Saturday, December 18, 2004

Blinded by the Lights

What ever happened to true fame, i.e. fame that is earned by talent or societal contribution? Are there any people today who actually have earned our remembrance 50 years from now? I personally remember John Kennedy. I remember Groucho Marx, Lenny Bruce and Frank Sinatra. I remember books with tales of George Patton, Rembrant, Michaelangelo. I still remember from my youth Ghandi, Jackie Robinson and Chuck Yaeger. I remember Clark Gable and Lawrence Olivier. I can see their faces and their images in my mind's eye. I know what they accomplished and how they truly changed society and the world I live in.

Today, who are in the minds of popular culture? The "next generation" of people to be remembered? William Hung? The new "Fab Five" (I still remember the "Fab Four") from "Queer Eye for the Straight Guy?" Jessica Simpson? Joan Rivers or her daughter? Or, God save us, Ashlee Simpson? Or, perhaps we will remember Paris Hilton for something other than her last name? Do we still remember Justin Guarino from anything other than a list of "Top 10" really bad movies? How about Kimberly Locke or The Rock? Fifty years from now, people might remember Bill Clinton but not for being a former President of the United States. Will we remember Scott Petterson when all his appeals are used up? What about Amber Frey or the "celebrity lawyer" tandem of Gloria Allred and Mark Geragos? I may be able to recall some of these names a few years from now but will my children even know what silliness got them in the news?

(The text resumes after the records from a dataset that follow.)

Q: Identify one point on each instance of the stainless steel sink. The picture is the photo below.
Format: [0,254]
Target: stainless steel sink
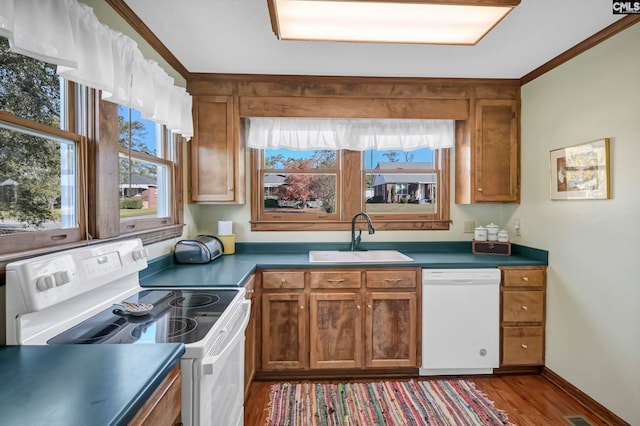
[370,256]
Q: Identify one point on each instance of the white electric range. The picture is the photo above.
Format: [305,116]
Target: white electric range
[75,296]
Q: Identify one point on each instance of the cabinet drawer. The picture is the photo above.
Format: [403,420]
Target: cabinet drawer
[523,277]
[391,279]
[337,279]
[522,346]
[283,279]
[522,306]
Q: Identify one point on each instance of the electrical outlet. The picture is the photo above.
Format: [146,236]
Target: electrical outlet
[469,227]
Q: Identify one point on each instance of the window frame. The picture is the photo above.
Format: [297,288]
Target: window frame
[91,123]
[106,203]
[351,172]
[167,146]
[49,238]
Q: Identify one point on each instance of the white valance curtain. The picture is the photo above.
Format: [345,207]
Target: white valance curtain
[68,34]
[356,134]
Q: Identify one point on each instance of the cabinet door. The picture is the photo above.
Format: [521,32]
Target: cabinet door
[250,337]
[335,330]
[497,154]
[391,333]
[283,331]
[217,157]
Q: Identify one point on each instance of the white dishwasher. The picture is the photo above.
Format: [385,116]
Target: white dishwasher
[460,321]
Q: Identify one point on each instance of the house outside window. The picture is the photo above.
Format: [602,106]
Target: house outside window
[146,167]
[298,189]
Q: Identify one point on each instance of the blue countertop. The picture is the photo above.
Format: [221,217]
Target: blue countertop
[233,270]
[80,384]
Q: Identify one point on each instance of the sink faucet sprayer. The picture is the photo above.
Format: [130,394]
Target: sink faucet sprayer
[355,241]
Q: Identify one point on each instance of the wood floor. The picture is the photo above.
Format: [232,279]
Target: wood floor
[529,400]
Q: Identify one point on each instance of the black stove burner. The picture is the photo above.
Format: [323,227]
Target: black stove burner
[90,335]
[184,316]
[179,326]
[194,301]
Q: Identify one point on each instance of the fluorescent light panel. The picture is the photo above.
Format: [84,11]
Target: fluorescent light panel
[387,22]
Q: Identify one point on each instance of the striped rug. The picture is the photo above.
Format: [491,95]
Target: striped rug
[429,402]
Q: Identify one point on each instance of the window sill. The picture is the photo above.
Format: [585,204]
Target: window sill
[148,237]
[381,225]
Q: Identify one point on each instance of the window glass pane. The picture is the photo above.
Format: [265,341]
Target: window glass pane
[143,189]
[139,134]
[290,159]
[38,181]
[416,159]
[402,192]
[300,193]
[29,88]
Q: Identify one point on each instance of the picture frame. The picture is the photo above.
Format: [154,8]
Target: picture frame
[581,172]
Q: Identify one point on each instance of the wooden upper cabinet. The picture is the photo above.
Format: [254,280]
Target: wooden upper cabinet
[488,154]
[217,154]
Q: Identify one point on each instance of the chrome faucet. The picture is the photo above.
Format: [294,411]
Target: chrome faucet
[355,241]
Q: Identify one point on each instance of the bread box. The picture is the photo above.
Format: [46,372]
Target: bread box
[202,249]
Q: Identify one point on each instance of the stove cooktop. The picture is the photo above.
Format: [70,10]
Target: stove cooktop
[178,316]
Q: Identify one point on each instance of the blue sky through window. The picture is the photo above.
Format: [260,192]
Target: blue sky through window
[372,157]
[149,126]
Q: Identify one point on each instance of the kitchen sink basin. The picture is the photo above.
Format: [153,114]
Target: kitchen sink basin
[369,256]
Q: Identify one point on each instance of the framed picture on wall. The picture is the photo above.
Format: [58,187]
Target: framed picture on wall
[581,172]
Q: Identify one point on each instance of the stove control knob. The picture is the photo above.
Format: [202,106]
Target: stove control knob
[45,282]
[61,277]
[140,254]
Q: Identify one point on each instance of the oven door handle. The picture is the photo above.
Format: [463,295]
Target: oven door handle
[209,361]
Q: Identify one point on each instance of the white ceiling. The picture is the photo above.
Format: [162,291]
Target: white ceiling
[235,36]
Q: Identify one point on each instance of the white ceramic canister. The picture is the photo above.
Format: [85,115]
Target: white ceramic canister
[492,232]
[480,234]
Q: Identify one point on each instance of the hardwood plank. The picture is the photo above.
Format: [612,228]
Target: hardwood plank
[528,399]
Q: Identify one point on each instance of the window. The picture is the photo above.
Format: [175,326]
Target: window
[67,160]
[41,178]
[144,168]
[400,182]
[299,183]
[322,190]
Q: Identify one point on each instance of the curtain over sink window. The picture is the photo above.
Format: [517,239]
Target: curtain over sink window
[315,174]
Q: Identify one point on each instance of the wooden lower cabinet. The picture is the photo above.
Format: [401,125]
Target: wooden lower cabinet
[349,325]
[390,332]
[335,330]
[250,336]
[522,317]
[284,330]
[164,405]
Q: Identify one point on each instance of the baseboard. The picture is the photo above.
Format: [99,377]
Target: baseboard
[329,374]
[585,400]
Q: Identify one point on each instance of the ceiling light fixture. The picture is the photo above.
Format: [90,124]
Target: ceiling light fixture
[388,21]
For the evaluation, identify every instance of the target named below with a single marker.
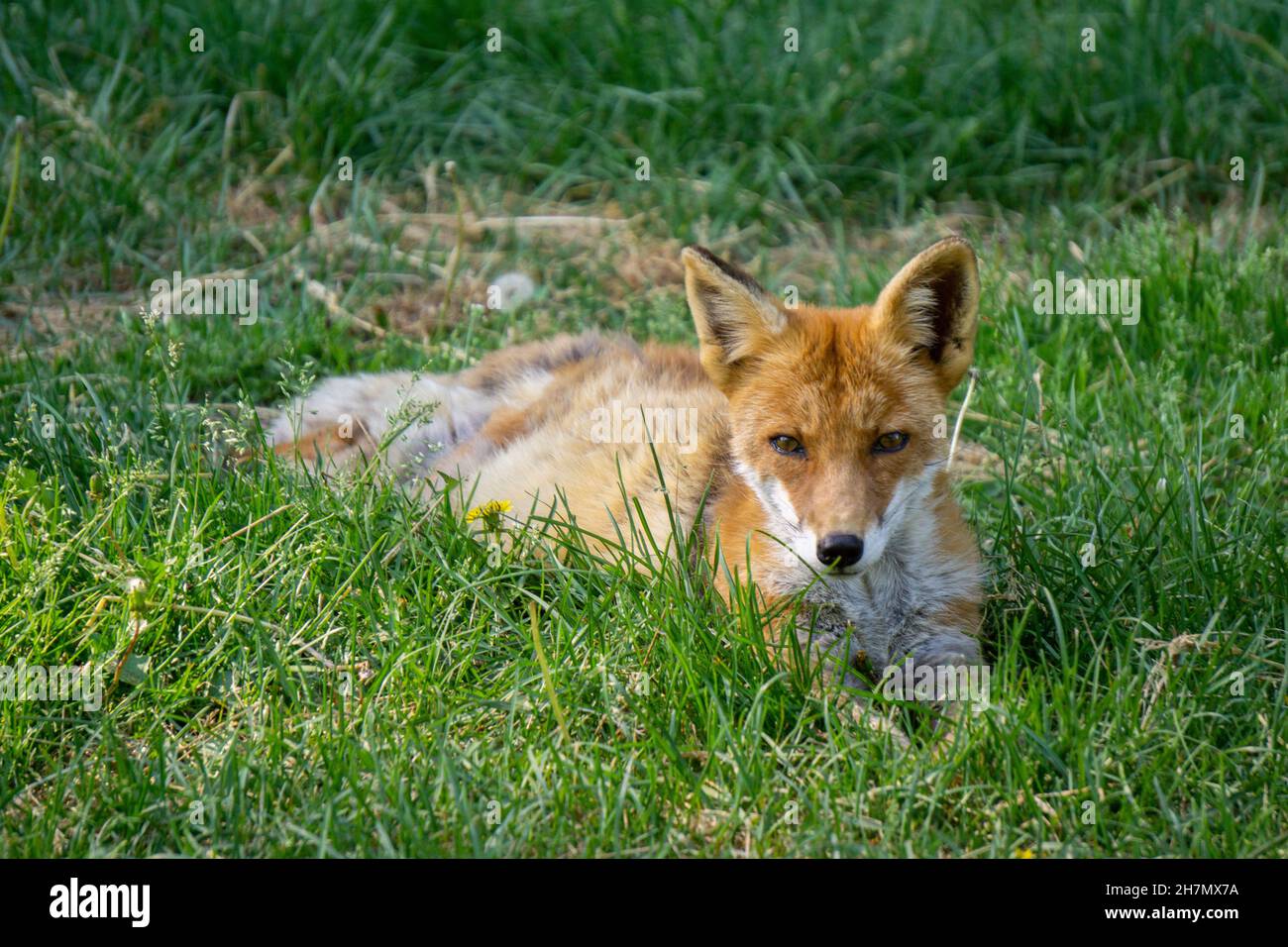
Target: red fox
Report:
(805, 450)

I wonder, sometimes, if all the stars in the heavens - metaphorically speaking - are set. And, if so, what we are left to today - the "stars" we talk about at the water coolers and watering holes - are merely bottle rockets. You remember bottle rockets, don’t you? They are the little sticks we sat in coke bottles and lit on the Fourth of July or New Year’s. They would burst out the bottle, rapidly ascending to the stars as fast as light. Only, the little rockets never made it to the stars. They burn out, disappear in the night and fall quietly and quite unceremoniously back to earth. No one ever looks for them because they are useless and their "talent" is burned out forever.

"Fame" today in our E! and TV Guide world appear to be much like the bottle rockets of our youth. Fame, in the modern sense, is a fuse lit by publicists and talking heads who generate the lift off and into the sky of our collective minds the fake star goes. They shoot towards the heavens - where the real stars live. But, soon enough, the publicists and talking heads find something or someone else to talk about. Another rocket sits in the coke bottle, just waiting for someone to light the fuse. And we, the spectators at the fame game, are quick to turn our heads to new bottle rocket as it takes off on its doomed flight into the sky. In the modern world, fame has nothing to do with talent; it has everything to do with "buzz."

By now, we should have a collective case of whiplash. Our heads are being turned faster and faster as more and more bottle rockets are fired off each day. The faster they are lit, the faster we turn our heads. Another interesting observation is that the quality of the lowly bottle rockets is, if it is even possible, declining. Today's bottle rockets don’t go as high or burn as long as they used to. They just burn really bright for a shorter and shorter time.

I wish we had room for new, permanent stars. Unfortunately, the heavens are full. Further, I submit, that as long as our eyes are fixed on the fleeting glow and the unrelenting glare of bottle rockets, we will never be able to see the real stars. In order to see the true stars, our eyes need to be accommodated to darkness. Stars are best viewed far away from the city lights and in the dark quiet of the countryside. Unfortunately, we will never have that luxury anymore. There are far two many distractions in the sky.